Casino operator Melco Resorts and Entertainment Ltd should be able to generate “mildly positive free cash flow after interest and capital expenditure” in financial year 2023, says Leonard Law, senior credit analyst at Singapore-based Lucror Analytics.
Mr Law noted in his memo – published on the Smartkarma platform – that Melco Resorts management had given guidance it expected US$285 million to US$305 million in 2023 capital spending.
That consisted, according to Lucror’s note, of: US$60 million to US$65 million for its gaming monopoly in the Republic of Cyprus, where it is building a resort called City of Dreams Mediterranean with a local partner; US$75 million to US$80 million for Phase 2 of the group’s majority-owned Studio City resort (pictured) in the Cotai district of Macau; and “US$150 million to US$160 million of maintenance capex” .
Melco Resorts also runs a gaming complex in the Philippines called City of Dreams Manila.

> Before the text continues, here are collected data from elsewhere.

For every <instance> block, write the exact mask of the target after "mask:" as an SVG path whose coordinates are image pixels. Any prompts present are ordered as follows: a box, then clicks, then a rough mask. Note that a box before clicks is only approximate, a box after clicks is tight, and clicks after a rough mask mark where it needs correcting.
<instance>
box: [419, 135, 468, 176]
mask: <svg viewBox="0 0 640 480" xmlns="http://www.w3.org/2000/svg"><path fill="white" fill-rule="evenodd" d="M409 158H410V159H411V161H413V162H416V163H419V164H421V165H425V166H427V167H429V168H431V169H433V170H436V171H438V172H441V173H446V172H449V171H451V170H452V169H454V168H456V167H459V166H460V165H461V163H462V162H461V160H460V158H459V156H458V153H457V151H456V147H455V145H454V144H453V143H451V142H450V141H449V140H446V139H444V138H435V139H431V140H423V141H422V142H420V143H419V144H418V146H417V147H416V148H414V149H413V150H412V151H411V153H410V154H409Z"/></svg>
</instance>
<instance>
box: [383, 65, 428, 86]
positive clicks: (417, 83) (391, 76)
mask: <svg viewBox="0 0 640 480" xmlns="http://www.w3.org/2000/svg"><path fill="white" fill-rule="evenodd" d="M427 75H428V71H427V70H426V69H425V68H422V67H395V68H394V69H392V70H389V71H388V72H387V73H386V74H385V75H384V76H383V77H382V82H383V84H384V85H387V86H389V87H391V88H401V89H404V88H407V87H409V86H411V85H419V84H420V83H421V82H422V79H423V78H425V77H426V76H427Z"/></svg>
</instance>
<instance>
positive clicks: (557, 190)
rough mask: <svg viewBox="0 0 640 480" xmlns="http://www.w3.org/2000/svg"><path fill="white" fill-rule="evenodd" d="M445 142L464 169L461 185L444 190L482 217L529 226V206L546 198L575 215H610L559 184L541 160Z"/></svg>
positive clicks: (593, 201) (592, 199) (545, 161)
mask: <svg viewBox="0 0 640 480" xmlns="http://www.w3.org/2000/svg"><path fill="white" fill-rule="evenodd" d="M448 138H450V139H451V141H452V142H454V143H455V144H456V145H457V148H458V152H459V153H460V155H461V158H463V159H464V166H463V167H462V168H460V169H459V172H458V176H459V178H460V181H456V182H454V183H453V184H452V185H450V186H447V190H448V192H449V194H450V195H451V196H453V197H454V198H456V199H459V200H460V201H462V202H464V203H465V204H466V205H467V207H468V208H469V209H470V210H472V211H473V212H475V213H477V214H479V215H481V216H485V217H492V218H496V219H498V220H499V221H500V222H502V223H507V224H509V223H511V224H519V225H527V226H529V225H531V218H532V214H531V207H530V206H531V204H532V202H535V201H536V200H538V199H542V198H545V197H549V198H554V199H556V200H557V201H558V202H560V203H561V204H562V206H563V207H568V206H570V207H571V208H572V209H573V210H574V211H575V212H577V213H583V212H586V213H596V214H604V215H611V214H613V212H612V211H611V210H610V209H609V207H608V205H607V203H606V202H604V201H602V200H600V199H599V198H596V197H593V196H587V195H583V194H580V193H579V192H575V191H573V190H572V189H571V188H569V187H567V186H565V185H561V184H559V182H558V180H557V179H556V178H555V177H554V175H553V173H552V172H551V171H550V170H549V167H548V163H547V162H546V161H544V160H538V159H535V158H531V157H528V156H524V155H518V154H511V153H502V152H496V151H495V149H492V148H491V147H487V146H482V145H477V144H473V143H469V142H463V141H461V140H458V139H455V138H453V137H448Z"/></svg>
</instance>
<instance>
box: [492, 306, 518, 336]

Referring to the upturn in the Macau casino market after the lifting in early January of most of China’s Covid-related precautions, Mr Law stated: “We foresee that the recovery could enable Melco’s overall revenue to reach 70 percent to 80 percent of the financial-year 2019 level, supported by contributions from Studio City Phase 2 and City of Dreams Mediterranean from the second half of 2023.”
For full-year 2019, Melco Resorts reported group-wide revenue of nearly US$4.98 billion
On the casino firm’s fourth-quarter earnings call at the start of March, Lawrence Ho Yau Lung, chairman and chief executive, had said the Cyprus government had given the group an “extension of the deadline to open Dreams Mediterranean, under the terms of our gaming licence, to June 30”.
On the same call, Melco Resorts said that the first stage of the second phase of Studio City would open in the second quarter this year.
Lucror’s Mr Law observed that Melco Resorts’ gross debt in financial year 2022 “climbed 23 percent year-on-year to US$8.1 billion”, while net debt was “up 28 percent at US$6.3 billion”.
He added: “We expect Melco’s debt-to-EBITDA [earnings before interest, taxation, depreciation and amortisation] to improve meaningfully in financial year 2023 to circa 10 times, and recover to nearly financial-year 2019 levels – of 3.4 times – in financial year 2024”.
The institution also said that the refinancing risk for Melco Resorts “has abated”.
“The improved operating conditions would likely allow Melco Resorts to issue new notes and roll over its credit facility,” stated the analyst.